Dalam mengenal bahasa, individu mengalami dua kondisi yang berbeda, yaitu pemerolehan bahasa dan pembelajaran bahasa. pemerolehan bahasa didapatkan secara alamiah, sedangkan pembelajaran bahasa didapatkan karena ada upaya dari individu untuk mempelajari bahasa tersebut. Sebagai individu tentu tak dapat terlepas dari kondisi lingkungan dan kondisi yang ada di dalam dirinya. Faktor usia, sosial budaya, psikologis, dan lingustik seseorang akan menempatkan seseorang pada dua buah kondisi sebagai makhluk individual dan sosial.

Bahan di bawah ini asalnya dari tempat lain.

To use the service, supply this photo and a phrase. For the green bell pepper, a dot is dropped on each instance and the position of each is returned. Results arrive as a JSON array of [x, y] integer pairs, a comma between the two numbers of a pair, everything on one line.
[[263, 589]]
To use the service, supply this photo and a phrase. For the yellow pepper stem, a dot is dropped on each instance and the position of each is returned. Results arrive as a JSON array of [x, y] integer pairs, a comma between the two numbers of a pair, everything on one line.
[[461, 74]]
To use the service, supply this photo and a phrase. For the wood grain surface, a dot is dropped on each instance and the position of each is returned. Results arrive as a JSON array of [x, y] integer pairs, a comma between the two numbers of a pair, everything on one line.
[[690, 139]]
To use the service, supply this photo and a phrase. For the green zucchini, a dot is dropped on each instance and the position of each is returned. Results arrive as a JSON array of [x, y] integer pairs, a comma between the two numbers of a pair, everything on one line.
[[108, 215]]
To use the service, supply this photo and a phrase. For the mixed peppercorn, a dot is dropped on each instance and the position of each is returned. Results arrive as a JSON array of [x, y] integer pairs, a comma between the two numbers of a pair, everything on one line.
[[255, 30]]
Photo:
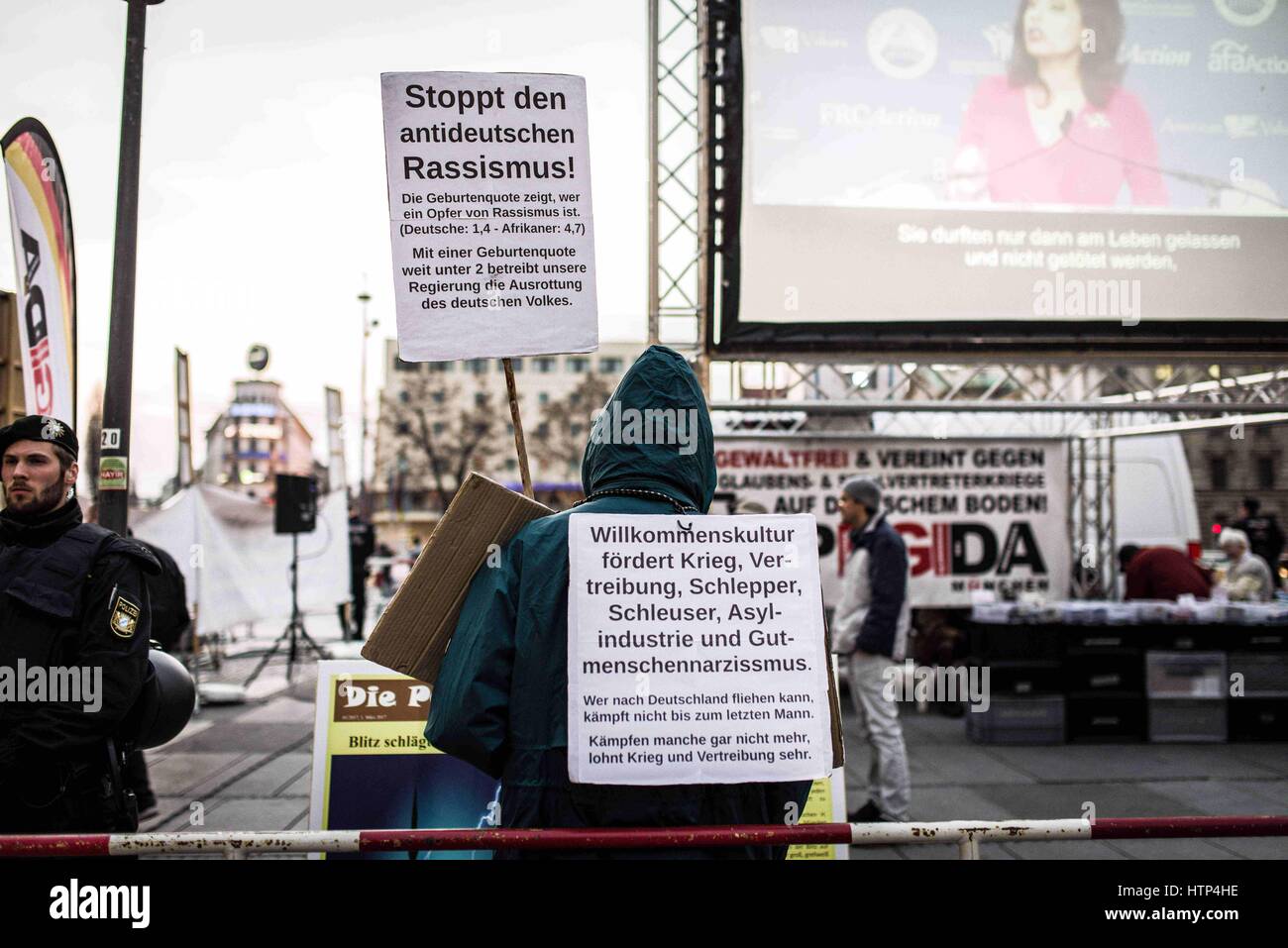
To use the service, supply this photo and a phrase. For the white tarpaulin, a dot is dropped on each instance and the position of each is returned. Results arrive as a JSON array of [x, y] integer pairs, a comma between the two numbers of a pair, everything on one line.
[[237, 570], [696, 651], [977, 514]]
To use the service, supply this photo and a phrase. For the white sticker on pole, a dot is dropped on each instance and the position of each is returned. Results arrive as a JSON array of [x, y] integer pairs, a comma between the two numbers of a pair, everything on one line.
[[489, 215], [696, 651]]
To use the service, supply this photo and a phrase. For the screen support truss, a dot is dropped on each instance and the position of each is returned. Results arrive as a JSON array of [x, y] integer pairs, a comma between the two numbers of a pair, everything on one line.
[[1089, 401]]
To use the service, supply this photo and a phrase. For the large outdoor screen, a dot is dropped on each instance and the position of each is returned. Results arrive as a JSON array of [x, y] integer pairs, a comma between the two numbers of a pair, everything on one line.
[[1081, 170]]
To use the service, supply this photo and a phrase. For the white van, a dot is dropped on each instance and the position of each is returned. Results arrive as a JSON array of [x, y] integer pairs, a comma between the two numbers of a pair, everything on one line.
[[1154, 494]]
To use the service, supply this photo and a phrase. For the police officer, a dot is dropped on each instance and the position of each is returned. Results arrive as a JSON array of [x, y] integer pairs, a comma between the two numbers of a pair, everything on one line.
[[73, 610]]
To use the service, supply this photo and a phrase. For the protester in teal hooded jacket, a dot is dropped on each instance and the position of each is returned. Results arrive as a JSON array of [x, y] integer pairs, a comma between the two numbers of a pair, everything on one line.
[[501, 698]]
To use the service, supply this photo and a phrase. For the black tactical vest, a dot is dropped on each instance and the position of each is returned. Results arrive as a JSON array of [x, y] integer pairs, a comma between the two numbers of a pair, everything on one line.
[[43, 590]]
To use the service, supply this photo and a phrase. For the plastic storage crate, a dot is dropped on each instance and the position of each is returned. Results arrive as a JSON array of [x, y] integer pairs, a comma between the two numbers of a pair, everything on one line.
[[1186, 720], [1020, 677], [1107, 672], [1258, 719], [1265, 674], [1109, 717], [991, 642], [1186, 675], [1019, 721]]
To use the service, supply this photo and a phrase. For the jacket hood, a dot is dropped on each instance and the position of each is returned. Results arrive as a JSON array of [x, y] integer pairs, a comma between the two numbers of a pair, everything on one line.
[[655, 433]]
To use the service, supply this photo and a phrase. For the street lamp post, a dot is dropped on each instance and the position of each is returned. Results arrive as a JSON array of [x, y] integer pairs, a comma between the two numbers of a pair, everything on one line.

Interaksi dengan lingkungannya membawa pengaruh baik positif maupun negatif bergantung dari lingkungan dimana seseorang berada. Hal ini diperkuat dengan Teori Behaviorisme Klasik Pavlov yang mengatakan, “Proses pembelajaran terdiri atas pembentukan asosiasi-asosiasi antara stimulus dan respons reflektif.” (Brown, 2008: 104). Dalam pernyataan ini ada tiga kata kunci, yaitu asosiasi, stimulus dan respons reflektif. Asosiasi dapat diartikan sebagai hubungan pertalian antargagasan, ingatan, dan kegiatan pancaindera. Stimulus merupakan rangsangan yang diberikan untuk mengaktifkan sesuatu dan respons reflektif merupakan sebuah tanggapan atau jawaban secara spontanitas sebagai akibat pemberian stimulus.

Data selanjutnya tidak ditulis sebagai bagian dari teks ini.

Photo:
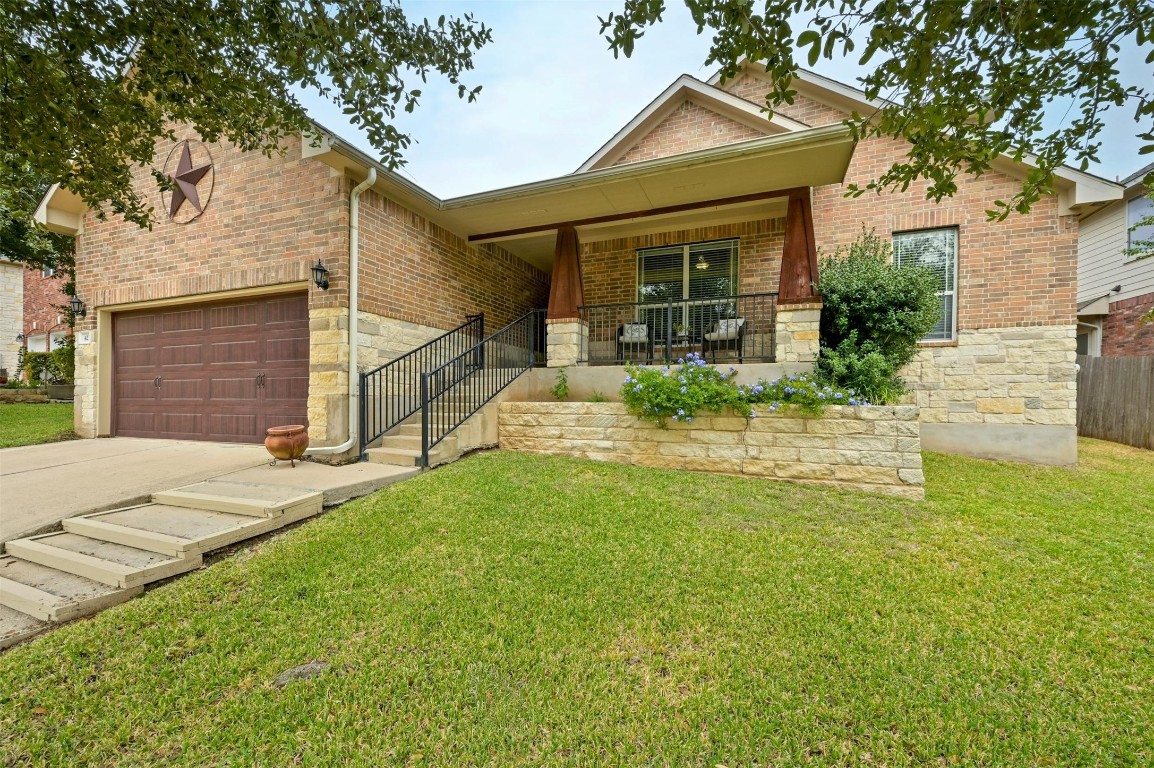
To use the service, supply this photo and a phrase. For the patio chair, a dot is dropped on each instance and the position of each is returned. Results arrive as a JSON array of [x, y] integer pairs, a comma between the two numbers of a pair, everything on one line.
[[634, 336], [725, 334]]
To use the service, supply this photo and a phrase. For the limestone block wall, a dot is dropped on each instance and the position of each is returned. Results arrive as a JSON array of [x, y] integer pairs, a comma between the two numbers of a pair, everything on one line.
[[12, 314], [797, 332], [874, 449], [998, 376]]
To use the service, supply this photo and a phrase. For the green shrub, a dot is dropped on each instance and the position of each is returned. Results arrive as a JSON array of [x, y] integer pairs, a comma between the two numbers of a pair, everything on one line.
[[680, 393], [873, 317], [560, 389]]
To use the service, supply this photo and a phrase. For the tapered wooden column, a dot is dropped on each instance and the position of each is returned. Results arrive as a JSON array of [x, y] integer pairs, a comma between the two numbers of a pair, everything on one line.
[[799, 256], [566, 291]]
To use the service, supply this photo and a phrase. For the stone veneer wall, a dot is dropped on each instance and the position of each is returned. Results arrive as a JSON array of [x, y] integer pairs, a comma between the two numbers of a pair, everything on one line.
[[873, 449], [998, 376], [797, 332], [12, 314]]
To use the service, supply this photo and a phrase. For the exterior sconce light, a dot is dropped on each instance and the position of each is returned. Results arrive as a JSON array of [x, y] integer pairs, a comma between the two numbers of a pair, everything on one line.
[[321, 276]]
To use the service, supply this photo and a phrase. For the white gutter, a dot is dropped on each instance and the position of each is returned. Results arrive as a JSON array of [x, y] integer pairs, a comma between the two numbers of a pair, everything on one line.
[[353, 325]]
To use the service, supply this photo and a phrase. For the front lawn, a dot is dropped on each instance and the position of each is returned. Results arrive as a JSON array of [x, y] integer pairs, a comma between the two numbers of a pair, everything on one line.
[[29, 423], [516, 609]]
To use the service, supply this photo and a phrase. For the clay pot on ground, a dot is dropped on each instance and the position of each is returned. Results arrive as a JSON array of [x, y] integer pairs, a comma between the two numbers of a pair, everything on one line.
[[286, 443]]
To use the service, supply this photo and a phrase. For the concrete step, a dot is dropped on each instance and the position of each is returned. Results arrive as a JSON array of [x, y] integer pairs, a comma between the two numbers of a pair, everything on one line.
[[240, 498], [53, 595], [412, 457], [16, 626], [115, 565]]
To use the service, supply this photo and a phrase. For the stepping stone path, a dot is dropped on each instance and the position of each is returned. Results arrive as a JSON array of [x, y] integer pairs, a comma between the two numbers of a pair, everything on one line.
[[105, 558]]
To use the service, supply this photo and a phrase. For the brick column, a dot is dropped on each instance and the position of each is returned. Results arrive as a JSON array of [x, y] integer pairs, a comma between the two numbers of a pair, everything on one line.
[[796, 336]]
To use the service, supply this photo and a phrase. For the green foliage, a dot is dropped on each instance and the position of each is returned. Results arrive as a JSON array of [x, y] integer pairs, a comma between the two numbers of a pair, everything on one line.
[[58, 366], [89, 88], [961, 82], [560, 389], [679, 393], [809, 394], [873, 316]]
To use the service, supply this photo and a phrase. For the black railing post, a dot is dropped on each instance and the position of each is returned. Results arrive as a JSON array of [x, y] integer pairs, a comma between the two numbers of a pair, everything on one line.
[[425, 420]]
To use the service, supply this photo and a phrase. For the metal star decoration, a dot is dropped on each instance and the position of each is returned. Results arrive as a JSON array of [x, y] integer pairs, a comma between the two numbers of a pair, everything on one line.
[[186, 178]]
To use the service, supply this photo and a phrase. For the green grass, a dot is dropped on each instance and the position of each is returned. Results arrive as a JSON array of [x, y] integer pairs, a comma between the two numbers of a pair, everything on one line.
[[30, 423], [516, 609]]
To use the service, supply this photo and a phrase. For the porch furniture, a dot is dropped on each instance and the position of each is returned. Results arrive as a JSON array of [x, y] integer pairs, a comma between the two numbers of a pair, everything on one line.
[[725, 334], [632, 337]]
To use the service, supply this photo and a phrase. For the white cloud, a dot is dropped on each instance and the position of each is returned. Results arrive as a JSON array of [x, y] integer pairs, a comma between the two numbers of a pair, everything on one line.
[[553, 93]]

Sebagai individu, seseorang juga mengalami kondisi internal yang juga berpengaruh dalam kehidupannya. Berbagai pengaruh ekternal juga turut memengaruhi kejiwaan seseorang. Orang bisa merasakan sedih, menangis, senang gembira juga merupakan hasil dari interaksi seseorang dengan dirinya. Ketika ada sebuah masalah, seseorang diberikan pilihan untuk menyelesaikannya atau justru tenggelam dalam masalahnya. Bagi orang yang memilih untuk memecahkan masalahnya, seseorang berpikir untuk menemukan solusi dari masalah yang dihadapinya, sedangkan orang yang memilih untuk tenggelam dalam masalahnya maka dia akan menjadi orang-orang yang mendapatkan tekanan, seolah-olah dialah orang yang paling tidak beruntung dalam kehidupan.

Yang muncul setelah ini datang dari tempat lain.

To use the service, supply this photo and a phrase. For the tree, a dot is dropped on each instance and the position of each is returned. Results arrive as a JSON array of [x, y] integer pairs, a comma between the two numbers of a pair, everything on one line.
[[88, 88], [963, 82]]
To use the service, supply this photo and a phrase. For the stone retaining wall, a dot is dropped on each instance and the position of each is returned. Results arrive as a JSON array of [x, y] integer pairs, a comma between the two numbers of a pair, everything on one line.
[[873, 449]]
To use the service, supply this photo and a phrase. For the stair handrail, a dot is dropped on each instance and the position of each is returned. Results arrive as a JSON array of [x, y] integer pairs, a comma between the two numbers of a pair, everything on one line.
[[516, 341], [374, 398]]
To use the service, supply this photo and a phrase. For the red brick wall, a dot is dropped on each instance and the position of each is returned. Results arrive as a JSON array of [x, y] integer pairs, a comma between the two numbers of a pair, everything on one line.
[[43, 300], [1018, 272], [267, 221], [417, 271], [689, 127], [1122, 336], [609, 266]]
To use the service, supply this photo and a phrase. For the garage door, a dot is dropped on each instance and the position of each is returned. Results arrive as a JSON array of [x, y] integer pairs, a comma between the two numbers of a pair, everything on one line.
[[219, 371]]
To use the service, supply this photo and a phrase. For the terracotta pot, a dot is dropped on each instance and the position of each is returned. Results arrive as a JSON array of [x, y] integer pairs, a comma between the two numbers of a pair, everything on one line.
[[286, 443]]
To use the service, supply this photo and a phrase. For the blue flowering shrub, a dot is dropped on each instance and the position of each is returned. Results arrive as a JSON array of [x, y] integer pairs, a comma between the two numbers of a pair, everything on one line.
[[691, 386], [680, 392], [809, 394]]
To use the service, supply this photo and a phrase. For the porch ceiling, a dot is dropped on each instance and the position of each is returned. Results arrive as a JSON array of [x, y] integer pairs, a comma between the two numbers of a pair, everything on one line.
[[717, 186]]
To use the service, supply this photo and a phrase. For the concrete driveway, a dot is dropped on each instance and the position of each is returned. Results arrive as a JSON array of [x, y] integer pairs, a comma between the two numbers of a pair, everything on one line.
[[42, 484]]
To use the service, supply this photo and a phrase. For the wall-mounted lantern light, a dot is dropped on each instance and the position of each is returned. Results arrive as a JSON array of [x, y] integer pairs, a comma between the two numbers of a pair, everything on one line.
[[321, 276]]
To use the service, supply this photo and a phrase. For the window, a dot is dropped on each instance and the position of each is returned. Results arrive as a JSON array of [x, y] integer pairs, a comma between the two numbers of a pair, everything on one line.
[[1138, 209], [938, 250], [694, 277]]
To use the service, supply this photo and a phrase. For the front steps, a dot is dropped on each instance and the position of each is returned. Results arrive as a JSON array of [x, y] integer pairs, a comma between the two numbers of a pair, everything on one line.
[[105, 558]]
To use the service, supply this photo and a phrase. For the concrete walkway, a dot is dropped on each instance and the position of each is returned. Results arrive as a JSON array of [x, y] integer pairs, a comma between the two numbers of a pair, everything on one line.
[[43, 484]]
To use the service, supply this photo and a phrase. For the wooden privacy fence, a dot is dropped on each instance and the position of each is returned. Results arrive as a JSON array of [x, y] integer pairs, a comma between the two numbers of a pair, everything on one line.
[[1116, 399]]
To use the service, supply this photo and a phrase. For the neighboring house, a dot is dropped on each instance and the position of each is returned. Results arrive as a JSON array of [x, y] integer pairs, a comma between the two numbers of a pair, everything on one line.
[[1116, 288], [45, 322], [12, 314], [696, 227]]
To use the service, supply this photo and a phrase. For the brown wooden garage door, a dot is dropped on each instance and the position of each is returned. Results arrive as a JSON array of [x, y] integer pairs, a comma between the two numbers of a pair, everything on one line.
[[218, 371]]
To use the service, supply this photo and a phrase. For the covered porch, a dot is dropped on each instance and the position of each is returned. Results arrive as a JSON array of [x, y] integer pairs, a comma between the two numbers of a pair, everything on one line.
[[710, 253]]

Faktor eksternal dan faktor internal yang dialami seseorang akan menimbulkan fenomena-fenomena psikologis. Fenomena ini memengaruhi seseorang dalam memeroleh atau mempelajari bahasa. fenomena adalah sesuatu yang bisa disaksikan pancaindera dan dapat diterangkan dan dinilai secara ilmiah. Fenomena Psikologis merupakan fenomena yang berkaitan dengan gejala kejiwaan. Sebagai contoh: seorang anak yang setiap melakukan sesuatu selalu dilarang. Dalam kurun waktu yang lama, maka anak tersebut akan memiliki perasaan bersalah setiap melakukan sesuatu. Ketika dewasa, dia memiliki kecenderungan menjadi orang-orang yang tidak berani mengambil keputusan karena takut melakukan kesalahan.
B. Belajar adalah Sebuah Peristiwa Psikologis
Belajar merupakan usaha untuk mendapatkan pengetahuan atau ilmu. Belajar bisa diartikan berlatih. Belajar juga bisa diterangkan sebagai bentuk perubahan tingkah laku sebagai tanggapan yang disebabkan oleh pengalaman. Belajar adalah sebuah proses perubahan di dalam kepribadian manusia dan perubahan tersebut ditampakkan dalam bentuk peningkatan kualitas dan kuantitas tingkah laku seperti peningkatan kecakapan, pengetahuan, sikap, kebiasaan, pemahaman, keterampilan, daya pikir, dan kemampuan-kemampuan yang lain.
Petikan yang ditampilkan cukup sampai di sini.